There was one other thing Republicans all across America were also neck deep in. They brought lawsuits. Lots of them. Eventually 2 of those suits ended up in the Supreme Court. And, as one could guess based on the Republican’s tendency to not fully understand the US Constitution, the ACA was upheld as Constitutional. But, the Supreme Court in its current incarnation is a conservative court; ruled that the expansion of Medicaid had to be left to the states to choose. And to make things easier for Republicans to attack, they reasoned that it was Constitutional because it was functionally a tax.

This all happened about 15 months before the next step towards the next rollout was to take place.

If you have any familiarity with the implementation of a large business system you will know what I am about to describe. If not, ask someone that has. Do not ask someone that writes apps for your smart phone, or the teenager next door that fixed your computer and even put that pretty picture on your screen. Be assured, the web screens that users encounter can be mocked up in a few hours by anyone familiar with web design.

The most difficult part of the online information exchange is the part you don’t see. It’s the database. That is where all the information is gathered into separate related groups. The information is pulled in from systems all across the nation. These are state systems and insurance company systems. Most of them have never “talked” to each other.
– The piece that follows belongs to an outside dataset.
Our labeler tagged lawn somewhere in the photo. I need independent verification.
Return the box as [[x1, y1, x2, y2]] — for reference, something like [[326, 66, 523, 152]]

One may store a common item like a name with the entire name as a single element, others break it down to each common component of a name; first, last, middle, suffix. The designers must integrate all these very varied data elements into something that can be mapped from one plan in one state to any person in that state. This all had to be ready for each state to access on their own system. Then the Court ruled that states could opt out of Medicaid and that meant they were not building their own web access. The US had 16 months to develop a web site to manage all that under the covers complexity. Actually, many states delayed deciding what they would do, so in many cases it was as short as 6 months or less.
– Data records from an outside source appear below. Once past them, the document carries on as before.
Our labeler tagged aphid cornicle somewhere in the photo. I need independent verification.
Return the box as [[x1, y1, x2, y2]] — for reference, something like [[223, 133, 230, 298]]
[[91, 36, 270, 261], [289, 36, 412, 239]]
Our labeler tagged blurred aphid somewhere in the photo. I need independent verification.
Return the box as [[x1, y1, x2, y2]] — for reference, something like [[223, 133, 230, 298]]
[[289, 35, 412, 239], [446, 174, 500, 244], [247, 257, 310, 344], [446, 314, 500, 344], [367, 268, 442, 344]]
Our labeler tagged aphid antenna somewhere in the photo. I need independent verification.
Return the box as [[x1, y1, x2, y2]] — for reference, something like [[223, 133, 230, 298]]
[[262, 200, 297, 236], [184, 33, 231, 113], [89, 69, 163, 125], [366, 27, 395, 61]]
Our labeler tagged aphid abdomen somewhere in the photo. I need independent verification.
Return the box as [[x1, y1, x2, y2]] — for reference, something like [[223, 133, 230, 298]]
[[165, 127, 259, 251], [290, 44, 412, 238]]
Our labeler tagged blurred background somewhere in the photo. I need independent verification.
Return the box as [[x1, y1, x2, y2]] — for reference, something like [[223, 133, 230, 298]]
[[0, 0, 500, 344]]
The day came when the system went live, and what a surprise, it didn’t work. Note the rollout of the next phase of the ACA, even now, as I write this, still has not occurred. That is an extended period from January 1st to March 15th.

When the web page was found to be unable to link correctly, lose data, or just crash; the President brought in a team and they mostly fixed the problem. In IT, the true test is not so much does it do everything its supposed to do when you throw the switch, but can it be fixed. Because the bigger the system is, the less likely it will work on day 1. In this case it appears that ACA  is a success at signing up a large segment of formerly uninsured Americans by January 1st, 2014. And wasn’t that the intention?